Hoje, ao pronunciarmos palavras japonesas incorporadas no nosso vocabulário, reativamos um elo invisível que liga Lisboa a Nagasaki. A cidade japonesa, reconstruída, continua a olhar para o mar como a capital portuguesa. Ambas sabem que as águas que as separam são também as que, outrora, as uniram. É essa a lição que sobrevive ao tempo: entre Portugal e Japão, os laços não se medem apenas em distâncias geográficas, mas em memórias partilhadas que resistem à própria destruição.

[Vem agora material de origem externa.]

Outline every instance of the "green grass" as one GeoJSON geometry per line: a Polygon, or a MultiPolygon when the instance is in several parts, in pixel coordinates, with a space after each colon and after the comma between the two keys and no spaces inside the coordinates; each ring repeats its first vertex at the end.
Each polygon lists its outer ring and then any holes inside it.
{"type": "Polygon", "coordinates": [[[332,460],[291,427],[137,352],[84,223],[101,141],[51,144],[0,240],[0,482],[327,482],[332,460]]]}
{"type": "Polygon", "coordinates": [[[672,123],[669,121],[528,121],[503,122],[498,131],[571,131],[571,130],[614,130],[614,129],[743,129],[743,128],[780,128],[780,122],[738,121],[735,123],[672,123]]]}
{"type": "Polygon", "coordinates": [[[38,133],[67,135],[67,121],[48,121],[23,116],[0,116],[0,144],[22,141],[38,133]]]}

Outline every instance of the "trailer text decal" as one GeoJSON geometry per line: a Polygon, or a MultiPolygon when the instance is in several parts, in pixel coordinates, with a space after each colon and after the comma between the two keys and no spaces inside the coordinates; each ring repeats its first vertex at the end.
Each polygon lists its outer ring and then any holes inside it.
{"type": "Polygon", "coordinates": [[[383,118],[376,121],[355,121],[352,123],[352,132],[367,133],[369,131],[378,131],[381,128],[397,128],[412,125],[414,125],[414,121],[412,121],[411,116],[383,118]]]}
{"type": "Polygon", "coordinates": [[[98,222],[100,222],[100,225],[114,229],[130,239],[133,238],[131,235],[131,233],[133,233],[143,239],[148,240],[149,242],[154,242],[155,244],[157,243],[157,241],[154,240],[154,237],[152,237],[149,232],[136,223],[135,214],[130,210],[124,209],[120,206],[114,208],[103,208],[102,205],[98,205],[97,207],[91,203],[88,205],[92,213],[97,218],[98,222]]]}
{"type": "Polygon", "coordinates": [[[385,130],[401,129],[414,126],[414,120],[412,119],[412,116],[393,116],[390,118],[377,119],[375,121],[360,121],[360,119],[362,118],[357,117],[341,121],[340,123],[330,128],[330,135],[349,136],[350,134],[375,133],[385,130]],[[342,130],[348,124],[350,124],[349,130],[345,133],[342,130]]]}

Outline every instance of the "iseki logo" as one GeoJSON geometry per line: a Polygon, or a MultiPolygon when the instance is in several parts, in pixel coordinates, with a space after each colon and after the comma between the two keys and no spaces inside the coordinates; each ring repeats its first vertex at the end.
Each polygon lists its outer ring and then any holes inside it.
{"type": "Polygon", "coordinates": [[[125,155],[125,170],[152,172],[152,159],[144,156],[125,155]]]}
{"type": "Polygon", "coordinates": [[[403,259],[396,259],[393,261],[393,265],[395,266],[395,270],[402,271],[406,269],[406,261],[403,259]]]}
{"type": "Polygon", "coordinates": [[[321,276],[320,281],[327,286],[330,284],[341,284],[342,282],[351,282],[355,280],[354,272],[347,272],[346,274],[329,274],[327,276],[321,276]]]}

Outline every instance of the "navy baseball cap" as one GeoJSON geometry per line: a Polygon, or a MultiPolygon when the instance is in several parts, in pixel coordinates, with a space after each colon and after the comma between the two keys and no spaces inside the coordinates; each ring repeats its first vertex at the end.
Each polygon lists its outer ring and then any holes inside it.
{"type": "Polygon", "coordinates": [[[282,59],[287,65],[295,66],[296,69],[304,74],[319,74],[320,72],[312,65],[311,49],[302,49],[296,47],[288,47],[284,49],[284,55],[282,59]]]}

Linha Cronológica – Portugal e Japão até Nagasaki (1543–1945)

  • 1543 – Chegada dos primeiros portugueses ao Japão, na ilha de Tanegashima. Introdução das armas de fogo.
  • 1549 – São Francisco Xavier inicia a missão jesuíta no Japão.
  • 1571 – Fundação de Nagasaki com apoio técnico português. Traçado urbano inspirado em Lisboa.
  • 1580–1600 – Nagasaki floresce como porto luso-japonês, com intercâmbio comercial, religioso e cultural.
  • 1600–1639 – Perseguições cristãs e fechamento do Japão ao exterior. Fim da presença portuguesa direta.
  • Séculos XVII–XIX – Palavras portuguesas permanecem no japonês (pan, tabako, koppu), e palavras japonesas entram no português (catana, quimono, biombo, bonsai, tempura).
  • 1854 – Reabertura do Japão ao comércio exterior.
  • 1945 – 9 de agosto: bomba atómica devasta Nagasaki, destruindo também parte do legado arquitetónico e urbano herdado do período português.